Wir fürchten dabei nämlich einen sogenannten „Backdraft“.
Man kennt diesen Begriff bei Brandgeschehen. Wenn Feuer in einem Raum ausbricht, welcher schlecht belüftet ist, so schwelt dieses dahin, bis man eine Tür oder ein Fenster öffnet. Dies entfacht dann das Feuer erst richtig und es wird zerstörerisch.

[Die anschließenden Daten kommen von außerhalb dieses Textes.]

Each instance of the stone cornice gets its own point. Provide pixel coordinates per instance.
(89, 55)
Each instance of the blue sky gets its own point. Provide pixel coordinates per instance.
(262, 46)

So fürchten auch wir, das Tor zu unserem Herzen ganz zu öffnen. Daher lassen die Meisten die Tür zum Herzen lieber zu. Zu groß ist die Angst von Traumagefühlen überschwemmt zu werden und in die bereits gefühlte Ohnmacht wieder zu verfallen.
Den wenigsten ist das bewusst. Und noch weniger, dass es möglich ist, Trauma wirklich aufzulösen und eine gesunde Identität zu entwickeln.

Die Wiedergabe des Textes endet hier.